One commenter, Ann Paterson, wrote: “I love Australia and want to support people there, but I think this advertising is tone deaf when it’s surrounded by images of catastrophe in my news feed. I think you can do better, Qantas. This lacks compassion. Honestly, it’s painful to watch for those of us grieving the devastation.”
Four commenters agreed with Paterson in the thread by midnight Sunday, while five supported marketing tourism to Australia to help the country’s economy. “What an absolutely tone-deaf advertisement,” commented Facebook user Devon Patane. “You should be focusing on helping to save your country!”
Shannon Benson called the ad “truly bad taste,” while user David Mitchum Brown wrote: “I can hardly wait to visit Australia, but this is a terrible time to be promoting tourism there, when millions of unique and iconic animals have died in the bush fires … not to mention the many human lives lost.”
“Terrible marketing – Australia burns, firefighters have lost lives, hundreds of endemic species are displaced and risk extinction, all while the Prime Minister vacations in Hawaii, what exactly are you promoting?” said Jossie Flor.

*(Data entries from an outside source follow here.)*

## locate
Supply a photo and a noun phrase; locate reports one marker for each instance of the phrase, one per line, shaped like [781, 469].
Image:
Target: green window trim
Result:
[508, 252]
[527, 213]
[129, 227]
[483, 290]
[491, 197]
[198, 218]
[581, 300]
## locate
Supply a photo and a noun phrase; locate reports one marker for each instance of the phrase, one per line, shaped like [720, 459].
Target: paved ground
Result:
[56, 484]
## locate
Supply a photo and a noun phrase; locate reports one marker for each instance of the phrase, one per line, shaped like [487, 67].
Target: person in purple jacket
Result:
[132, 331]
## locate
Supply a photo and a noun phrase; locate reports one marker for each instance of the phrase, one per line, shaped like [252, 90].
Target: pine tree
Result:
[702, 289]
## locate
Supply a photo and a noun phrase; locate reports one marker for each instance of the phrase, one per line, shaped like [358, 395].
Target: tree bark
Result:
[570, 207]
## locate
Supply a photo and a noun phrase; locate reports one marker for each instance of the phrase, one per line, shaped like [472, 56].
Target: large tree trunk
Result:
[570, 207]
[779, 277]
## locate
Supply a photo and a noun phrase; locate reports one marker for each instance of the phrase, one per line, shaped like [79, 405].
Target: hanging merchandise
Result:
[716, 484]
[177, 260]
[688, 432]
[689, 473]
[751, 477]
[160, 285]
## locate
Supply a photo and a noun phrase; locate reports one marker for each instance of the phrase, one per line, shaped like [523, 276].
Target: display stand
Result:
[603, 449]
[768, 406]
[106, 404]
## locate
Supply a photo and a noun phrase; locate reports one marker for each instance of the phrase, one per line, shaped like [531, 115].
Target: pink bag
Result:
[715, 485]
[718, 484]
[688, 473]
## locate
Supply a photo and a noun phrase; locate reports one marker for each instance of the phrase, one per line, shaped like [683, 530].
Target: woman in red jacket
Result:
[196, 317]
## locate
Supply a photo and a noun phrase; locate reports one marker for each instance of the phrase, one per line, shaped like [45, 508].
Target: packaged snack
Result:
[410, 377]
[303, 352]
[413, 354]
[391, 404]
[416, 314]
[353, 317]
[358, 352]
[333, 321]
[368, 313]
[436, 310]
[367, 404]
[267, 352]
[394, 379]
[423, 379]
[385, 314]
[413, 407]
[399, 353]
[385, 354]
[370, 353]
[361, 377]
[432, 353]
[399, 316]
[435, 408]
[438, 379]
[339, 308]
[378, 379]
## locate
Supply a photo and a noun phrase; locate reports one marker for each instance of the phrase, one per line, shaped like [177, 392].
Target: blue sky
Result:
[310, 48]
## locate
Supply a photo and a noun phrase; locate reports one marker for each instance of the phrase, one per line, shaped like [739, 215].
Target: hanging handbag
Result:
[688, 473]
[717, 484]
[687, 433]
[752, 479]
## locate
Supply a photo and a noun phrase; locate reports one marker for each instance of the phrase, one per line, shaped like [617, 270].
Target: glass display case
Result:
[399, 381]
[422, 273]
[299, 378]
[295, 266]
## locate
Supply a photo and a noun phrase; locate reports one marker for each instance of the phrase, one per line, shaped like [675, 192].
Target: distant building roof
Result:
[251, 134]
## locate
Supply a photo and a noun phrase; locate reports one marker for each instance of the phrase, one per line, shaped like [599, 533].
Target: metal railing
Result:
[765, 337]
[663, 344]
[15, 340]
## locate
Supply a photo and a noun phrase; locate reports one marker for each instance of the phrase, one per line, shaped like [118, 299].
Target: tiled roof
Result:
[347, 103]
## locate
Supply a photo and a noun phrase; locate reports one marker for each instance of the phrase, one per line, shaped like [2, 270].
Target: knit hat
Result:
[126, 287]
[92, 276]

Australian Benjamin Hodson responded to Paterson: “… this ad is one of the best things Qantas can do during this catastrophe. Tourism is one of Australian [sic] greatest sources of income, and one of only a few areas of financial growth for our communities. The media coverage of the fires is expected to truly harm tourism to our beautiful country, and ads like this help to remind people that we're resilient, still beautiful, and still ready to welcome guests with open arms.”
Paterson responded to Hodgson: “I agree with the point about supporting businesses and the importance of tourism. I'll be doing my part to try to spend money in Gippsland soon. My point is not that they shouldn't encourage tourism, but rather that I wish they were doing it in a different way. I'm not an advertising expert to claim to know the best option, but I don't think this was the only approach they could have used to celebrate Australia and encourage people to visit (and I'm an expat from Melbourne, so I very much want the damaged communities to thrive).”

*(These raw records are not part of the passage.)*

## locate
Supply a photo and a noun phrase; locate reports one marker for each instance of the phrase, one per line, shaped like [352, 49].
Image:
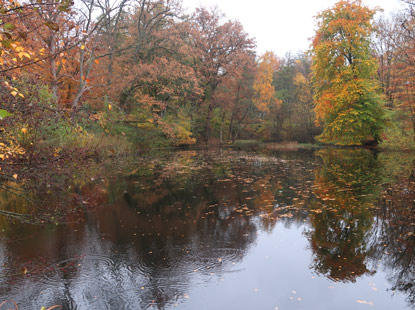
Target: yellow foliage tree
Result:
[264, 97]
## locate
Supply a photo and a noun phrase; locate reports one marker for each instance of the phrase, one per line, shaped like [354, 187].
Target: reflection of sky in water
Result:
[227, 233]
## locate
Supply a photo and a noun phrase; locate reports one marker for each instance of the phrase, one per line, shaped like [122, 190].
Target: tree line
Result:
[147, 71]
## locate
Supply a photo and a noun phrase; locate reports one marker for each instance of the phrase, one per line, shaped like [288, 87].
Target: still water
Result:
[218, 229]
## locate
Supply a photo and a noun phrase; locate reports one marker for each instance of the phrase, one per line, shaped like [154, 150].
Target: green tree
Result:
[347, 102]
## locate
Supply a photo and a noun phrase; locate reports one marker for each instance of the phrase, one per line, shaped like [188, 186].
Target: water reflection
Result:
[148, 234]
[346, 188]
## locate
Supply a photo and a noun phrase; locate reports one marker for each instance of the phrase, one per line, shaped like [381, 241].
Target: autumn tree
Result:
[220, 50]
[347, 102]
[264, 91]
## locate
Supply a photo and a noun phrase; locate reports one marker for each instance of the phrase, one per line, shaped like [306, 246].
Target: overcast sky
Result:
[280, 25]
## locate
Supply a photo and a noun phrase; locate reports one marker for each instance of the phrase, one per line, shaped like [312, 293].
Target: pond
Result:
[215, 229]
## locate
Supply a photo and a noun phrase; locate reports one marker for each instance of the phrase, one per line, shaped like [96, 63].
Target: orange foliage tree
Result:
[346, 93]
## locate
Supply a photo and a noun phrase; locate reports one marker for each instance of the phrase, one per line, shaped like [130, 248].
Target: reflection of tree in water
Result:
[345, 188]
[395, 235]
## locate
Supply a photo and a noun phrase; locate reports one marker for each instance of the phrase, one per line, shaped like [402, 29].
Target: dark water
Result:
[221, 229]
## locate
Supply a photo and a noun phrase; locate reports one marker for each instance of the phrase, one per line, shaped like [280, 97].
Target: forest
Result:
[152, 158]
[103, 78]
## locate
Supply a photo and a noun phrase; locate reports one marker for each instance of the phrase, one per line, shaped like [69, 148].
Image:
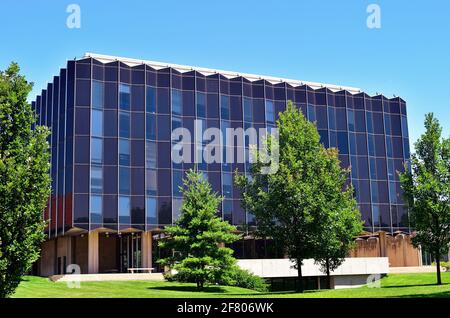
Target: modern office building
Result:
[115, 186]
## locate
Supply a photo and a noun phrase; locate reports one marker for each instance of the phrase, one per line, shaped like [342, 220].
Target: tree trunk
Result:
[328, 274]
[438, 268]
[300, 287]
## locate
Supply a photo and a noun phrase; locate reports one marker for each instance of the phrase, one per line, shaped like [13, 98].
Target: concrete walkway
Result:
[106, 277]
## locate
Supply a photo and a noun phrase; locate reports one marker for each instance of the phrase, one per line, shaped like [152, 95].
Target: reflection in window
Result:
[201, 105]
[151, 99]
[150, 154]
[96, 150]
[270, 112]
[176, 208]
[124, 209]
[227, 209]
[124, 180]
[124, 96]
[374, 191]
[151, 209]
[311, 113]
[248, 112]
[150, 184]
[369, 122]
[404, 127]
[124, 125]
[177, 182]
[124, 152]
[96, 205]
[151, 127]
[177, 102]
[224, 107]
[97, 94]
[96, 179]
[97, 123]
[376, 215]
[351, 120]
[227, 184]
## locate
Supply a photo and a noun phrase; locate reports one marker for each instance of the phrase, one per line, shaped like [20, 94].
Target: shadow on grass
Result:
[415, 285]
[445, 294]
[190, 289]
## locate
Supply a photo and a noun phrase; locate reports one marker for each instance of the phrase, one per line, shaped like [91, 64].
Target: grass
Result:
[394, 285]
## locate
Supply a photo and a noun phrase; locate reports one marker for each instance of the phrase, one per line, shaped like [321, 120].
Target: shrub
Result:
[243, 278]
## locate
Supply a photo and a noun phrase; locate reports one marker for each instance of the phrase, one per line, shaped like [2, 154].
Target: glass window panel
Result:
[374, 191]
[110, 209]
[227, 183]
[110, 123]
[376, 215]
[96, 150]
[351, 120]
[177, 100]
[96, 209]
[124, 180]
[110, 179]
[96, 179]
[371, 145]
[224, 107]
[151, 99]
[248, 110]
[311, 113]
[331, 118]
[404, 127]
[201, 105]
[369, 122]
[137, 125]
[124, 152]
[82, 118]
[392, 193]
[124, 96]
[97, 123]
[270, 112]
[177, 182]
[151, 127]
[97, 94]
[151, 183]
[227, 210]
[342, 142]
[387, 124]
[124, 210]
[124, 125]
[152, 213]
[151, 154]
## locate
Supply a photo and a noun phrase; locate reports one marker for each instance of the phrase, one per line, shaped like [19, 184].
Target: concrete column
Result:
[147, 249]
[93, 252]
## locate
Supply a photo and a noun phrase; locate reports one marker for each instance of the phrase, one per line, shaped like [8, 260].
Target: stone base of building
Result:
[107, 252]
[397, 248]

Ammre Ulrich supported Hodson’s comments, and wrote: “I feel like this is bad feeling for anyone who lives there, but tourism helps economies. It sucks, but it can help financially and encourage some rebuilding.”
Still others tried to point out how the fires had barely touched most of the country. Facebook user Paul Cormier wrote: “Australia is a big country, 6th largest country in the world! It's not the entire land that has burned. My daughter is on the west coast traveling and everything is fine. We are flying over to meet up with her in March and plan a few stops across this beautiful place in earth. I'm sure we will see some destruction but I'm hopeful our visit will help show some support and help some dollars back into their economy.”
Still, you could see the lasting impressions some commenters have from media reports. “What am I waiting for? The fires to stop,” commented Karl Kraber. Wrote Debra Shields: “Put out the fires first.”
Facebook user Bo Fransen commented: “Do we want to go through the smoke and burnt down areas to be the disaster tourist? Not really. Do we wanna support your country and people? Of course. But everything has a time and place and I think most people would like to give it some time to at least not end up in a disaster. We will come, just not now!”
User Glen Mac addressed Fransen’s comments: “Bo Fransen. Well, I agree about Australia being a once in a lifetime time. I went last fall and you what? I do plan to go back. It was the best trip of my life! If it were in my finances to go right now, I would. Not only to support their economy but perhaps volunteer at an animal shelter or some such. It could be the best of both worlds without feeling like you are a ‘disaster tourist.’”
Wrote Gwen McGlaun: “We need to support Australia with our tourist dollars more now than ever. While visiting, go volunteer and help with cleanup efforts between your days at the beach. Let's all be good global citizens.”